Heroin is a highly addictive analgesic (pain relieving) drug which can make you feel calm, relaxed and deeply secure. It also lowers your heart rate and breathing and causes drowsiness. People taking it can feel cut off from physical and emotional pain and may experience a feeling of well-being as well as nausea, anxiety and feeling withdrawn.
It comes in an off-white or light to dark brown powder and is usually smoked, heated using foil and inhaled (chasing/burning) or injected. Purity often varies making it difficult to judge dose and dependency can happen very quickly. Regular users will need larger doses to get the same effect and may begin to experience withdrawal symptoms and cravings.

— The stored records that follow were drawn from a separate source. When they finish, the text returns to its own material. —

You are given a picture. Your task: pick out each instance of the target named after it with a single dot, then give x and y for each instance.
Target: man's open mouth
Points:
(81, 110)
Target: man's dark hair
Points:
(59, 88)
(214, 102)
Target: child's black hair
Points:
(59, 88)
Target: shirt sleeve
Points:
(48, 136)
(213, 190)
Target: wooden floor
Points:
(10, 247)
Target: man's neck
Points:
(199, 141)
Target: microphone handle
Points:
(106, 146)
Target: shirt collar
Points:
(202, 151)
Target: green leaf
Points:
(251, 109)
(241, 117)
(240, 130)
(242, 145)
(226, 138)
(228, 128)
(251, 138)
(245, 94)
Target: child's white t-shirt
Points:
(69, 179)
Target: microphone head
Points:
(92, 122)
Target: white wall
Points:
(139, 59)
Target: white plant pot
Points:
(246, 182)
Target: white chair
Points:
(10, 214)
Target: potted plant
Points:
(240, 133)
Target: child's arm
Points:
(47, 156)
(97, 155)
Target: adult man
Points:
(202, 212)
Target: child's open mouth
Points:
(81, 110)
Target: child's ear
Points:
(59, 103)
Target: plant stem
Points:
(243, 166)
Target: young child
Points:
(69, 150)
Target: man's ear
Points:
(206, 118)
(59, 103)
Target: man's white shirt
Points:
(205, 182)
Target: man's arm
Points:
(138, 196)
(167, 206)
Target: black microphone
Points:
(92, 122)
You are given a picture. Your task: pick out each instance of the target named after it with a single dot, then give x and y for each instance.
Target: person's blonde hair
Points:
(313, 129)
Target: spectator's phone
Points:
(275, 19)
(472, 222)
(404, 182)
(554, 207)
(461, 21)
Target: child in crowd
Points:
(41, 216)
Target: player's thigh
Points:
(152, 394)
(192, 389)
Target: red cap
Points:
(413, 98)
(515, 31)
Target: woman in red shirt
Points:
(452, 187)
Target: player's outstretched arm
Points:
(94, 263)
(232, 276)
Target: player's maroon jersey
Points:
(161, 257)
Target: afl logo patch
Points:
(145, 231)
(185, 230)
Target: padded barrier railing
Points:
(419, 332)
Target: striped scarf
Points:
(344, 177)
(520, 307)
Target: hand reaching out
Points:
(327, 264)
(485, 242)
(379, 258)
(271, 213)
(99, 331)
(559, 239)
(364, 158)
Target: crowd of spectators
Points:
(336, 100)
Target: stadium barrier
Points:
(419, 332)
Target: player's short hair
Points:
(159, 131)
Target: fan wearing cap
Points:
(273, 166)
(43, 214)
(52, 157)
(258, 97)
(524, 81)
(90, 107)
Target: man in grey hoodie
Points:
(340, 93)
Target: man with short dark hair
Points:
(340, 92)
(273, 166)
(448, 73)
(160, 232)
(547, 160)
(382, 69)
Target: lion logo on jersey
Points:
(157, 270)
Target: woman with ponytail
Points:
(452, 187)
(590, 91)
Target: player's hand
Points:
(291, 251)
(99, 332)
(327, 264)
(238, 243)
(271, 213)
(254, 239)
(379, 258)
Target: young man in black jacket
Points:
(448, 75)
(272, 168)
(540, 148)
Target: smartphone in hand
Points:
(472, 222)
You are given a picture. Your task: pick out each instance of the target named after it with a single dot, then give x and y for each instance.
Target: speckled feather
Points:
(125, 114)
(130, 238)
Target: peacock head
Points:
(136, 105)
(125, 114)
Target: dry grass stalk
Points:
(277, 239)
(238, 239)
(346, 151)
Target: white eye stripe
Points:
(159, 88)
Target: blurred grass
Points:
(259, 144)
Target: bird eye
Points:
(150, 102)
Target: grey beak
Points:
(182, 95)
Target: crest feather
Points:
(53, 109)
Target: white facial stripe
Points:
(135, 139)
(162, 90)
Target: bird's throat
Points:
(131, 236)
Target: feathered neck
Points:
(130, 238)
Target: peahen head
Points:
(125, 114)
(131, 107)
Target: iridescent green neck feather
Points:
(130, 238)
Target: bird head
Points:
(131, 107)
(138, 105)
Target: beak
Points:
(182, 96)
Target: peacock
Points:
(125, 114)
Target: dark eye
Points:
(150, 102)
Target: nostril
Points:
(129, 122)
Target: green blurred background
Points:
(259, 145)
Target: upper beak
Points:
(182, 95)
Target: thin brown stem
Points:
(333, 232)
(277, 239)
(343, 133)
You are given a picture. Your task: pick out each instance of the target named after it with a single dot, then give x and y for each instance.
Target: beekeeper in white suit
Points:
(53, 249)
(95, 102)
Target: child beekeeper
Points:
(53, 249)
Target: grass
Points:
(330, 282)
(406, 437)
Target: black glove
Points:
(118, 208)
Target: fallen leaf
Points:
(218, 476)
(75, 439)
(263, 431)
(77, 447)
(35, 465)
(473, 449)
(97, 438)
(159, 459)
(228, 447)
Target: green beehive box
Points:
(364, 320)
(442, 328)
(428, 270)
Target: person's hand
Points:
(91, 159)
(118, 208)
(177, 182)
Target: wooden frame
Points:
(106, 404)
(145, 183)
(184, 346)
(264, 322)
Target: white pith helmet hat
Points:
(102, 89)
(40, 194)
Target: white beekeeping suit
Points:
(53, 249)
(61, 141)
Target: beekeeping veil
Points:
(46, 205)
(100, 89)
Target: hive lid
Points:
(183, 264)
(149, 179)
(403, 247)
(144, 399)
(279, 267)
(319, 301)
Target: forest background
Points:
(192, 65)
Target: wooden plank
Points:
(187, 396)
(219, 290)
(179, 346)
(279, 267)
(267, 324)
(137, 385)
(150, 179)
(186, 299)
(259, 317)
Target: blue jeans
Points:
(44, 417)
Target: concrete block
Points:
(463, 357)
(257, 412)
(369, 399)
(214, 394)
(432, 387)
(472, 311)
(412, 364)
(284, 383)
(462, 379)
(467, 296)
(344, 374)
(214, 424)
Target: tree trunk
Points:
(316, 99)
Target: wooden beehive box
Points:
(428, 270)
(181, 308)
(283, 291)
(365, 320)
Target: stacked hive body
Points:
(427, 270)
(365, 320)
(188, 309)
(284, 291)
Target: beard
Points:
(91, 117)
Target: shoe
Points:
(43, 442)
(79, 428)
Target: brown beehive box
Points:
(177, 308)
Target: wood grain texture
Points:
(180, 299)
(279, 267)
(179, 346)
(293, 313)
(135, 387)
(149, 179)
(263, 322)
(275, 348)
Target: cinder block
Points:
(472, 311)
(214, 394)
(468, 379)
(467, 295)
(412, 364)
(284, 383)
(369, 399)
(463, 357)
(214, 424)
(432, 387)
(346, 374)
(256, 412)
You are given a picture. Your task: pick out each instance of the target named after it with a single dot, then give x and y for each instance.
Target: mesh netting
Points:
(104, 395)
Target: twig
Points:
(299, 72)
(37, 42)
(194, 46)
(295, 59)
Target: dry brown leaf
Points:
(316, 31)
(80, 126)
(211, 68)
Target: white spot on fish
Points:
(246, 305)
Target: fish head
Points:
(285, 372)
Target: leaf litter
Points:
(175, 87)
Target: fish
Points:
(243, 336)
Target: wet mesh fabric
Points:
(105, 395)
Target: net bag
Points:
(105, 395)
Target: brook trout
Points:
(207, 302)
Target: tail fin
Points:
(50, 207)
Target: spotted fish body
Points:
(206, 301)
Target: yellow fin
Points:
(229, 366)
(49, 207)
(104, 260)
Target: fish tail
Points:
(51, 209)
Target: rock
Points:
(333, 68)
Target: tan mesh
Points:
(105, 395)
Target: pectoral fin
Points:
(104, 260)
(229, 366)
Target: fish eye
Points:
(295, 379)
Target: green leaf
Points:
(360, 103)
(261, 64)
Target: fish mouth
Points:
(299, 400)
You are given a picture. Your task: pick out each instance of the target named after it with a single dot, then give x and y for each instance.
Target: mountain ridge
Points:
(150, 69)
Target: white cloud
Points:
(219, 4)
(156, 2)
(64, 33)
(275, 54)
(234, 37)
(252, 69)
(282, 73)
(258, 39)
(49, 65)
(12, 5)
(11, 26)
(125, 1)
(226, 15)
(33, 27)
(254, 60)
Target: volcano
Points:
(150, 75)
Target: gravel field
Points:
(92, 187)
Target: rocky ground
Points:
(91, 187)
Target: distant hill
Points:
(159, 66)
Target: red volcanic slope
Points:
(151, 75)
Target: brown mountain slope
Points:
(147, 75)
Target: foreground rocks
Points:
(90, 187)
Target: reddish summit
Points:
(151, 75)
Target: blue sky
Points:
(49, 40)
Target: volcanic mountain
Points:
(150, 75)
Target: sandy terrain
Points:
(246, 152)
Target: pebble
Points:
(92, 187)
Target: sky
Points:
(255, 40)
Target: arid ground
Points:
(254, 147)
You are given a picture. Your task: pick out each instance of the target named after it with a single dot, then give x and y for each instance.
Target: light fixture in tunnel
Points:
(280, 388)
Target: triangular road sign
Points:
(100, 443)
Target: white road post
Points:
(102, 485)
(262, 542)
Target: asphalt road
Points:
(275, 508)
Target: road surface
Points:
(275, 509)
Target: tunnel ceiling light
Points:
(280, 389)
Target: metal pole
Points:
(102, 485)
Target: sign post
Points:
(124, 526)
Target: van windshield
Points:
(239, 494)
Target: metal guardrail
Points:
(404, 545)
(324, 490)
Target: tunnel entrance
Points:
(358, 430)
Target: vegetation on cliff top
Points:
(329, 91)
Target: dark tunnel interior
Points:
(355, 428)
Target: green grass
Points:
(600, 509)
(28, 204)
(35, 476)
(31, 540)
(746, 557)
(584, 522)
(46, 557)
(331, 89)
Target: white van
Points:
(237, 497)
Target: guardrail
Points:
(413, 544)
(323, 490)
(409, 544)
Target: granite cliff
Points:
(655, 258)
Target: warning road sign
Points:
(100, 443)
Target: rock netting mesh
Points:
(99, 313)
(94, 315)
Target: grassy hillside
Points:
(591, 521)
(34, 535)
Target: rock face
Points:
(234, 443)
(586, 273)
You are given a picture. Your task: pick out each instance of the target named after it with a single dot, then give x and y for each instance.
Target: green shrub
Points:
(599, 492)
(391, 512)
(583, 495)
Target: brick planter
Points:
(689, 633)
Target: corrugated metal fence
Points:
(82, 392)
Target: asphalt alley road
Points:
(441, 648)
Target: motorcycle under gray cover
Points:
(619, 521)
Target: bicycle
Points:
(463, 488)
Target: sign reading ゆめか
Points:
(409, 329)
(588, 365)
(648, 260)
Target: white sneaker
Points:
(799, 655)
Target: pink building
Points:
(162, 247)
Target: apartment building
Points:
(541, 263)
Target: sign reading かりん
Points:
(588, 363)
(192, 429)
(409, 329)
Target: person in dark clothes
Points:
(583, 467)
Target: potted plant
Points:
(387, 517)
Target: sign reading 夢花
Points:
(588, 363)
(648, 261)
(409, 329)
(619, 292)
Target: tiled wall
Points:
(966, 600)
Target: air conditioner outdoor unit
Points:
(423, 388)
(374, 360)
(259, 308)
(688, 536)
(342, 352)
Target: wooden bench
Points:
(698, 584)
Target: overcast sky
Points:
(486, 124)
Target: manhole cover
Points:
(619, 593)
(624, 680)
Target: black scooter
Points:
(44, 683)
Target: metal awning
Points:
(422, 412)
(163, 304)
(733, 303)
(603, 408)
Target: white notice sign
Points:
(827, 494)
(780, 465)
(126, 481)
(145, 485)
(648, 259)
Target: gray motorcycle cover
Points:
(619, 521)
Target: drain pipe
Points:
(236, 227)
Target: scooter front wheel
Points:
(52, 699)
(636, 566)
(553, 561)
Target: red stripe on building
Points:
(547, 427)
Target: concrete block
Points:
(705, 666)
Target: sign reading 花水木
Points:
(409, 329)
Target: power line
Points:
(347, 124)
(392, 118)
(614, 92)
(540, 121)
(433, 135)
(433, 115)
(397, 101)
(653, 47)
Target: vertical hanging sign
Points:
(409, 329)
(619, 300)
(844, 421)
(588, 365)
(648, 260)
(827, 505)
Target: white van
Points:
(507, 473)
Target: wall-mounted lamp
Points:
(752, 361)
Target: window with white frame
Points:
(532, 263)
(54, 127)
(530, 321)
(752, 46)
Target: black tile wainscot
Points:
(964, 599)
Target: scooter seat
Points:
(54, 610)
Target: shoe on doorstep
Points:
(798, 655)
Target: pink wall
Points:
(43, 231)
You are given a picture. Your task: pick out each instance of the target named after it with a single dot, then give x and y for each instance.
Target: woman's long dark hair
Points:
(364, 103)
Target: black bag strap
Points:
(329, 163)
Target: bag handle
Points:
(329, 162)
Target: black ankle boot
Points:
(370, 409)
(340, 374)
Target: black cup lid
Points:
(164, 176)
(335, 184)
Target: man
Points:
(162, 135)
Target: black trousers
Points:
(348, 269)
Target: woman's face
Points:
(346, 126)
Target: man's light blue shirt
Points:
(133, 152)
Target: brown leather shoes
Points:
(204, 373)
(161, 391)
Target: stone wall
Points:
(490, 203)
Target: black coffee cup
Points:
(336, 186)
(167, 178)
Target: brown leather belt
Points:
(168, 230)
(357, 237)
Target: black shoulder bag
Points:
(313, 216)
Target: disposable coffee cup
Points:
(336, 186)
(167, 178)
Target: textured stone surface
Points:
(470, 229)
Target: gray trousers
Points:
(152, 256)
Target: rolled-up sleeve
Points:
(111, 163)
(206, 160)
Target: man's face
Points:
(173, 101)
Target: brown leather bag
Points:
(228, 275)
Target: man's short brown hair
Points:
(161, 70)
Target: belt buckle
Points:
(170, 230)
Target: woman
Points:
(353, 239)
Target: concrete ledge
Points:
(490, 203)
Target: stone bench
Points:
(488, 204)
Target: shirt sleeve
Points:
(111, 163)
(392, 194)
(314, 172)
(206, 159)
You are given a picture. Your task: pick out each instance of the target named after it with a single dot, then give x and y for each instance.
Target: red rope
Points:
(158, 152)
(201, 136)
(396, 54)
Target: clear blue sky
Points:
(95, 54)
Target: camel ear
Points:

People who don't take heroin for a while will have a reduced tolerance and are at a higher risk of overdose.
If you choose to use heroin:
Smoking heroin is less dangerous than injecting due to reduced risk of getting blood borne viruses including HIV, hepatitis B and hepatitis C. Those who take heroin are advised never to share any equipment
If you choose to inject, don't do all your heroin in one go. Make sure you are with other people who can call an ambulance in case you overdose
If injecting: only use clean supplies, use the smallest needle possible, only use clean equipment, rotate your sites, wash injecting sites/ hands and never share equipment!
Avoid other downers like alcohol, methadone, benzos or sleeping tablets as this will increase your risk of overdose
Naloxone can reverse an opiate overdose- speak to your local drug service to find out more. Or visit: http://www.naloxone.org.uk
Class A drug. Penalties for possession are up to 7 years in prison and/or an unlimited fine. Supply holds penalties of up to life in prison and/or an unlimited fine.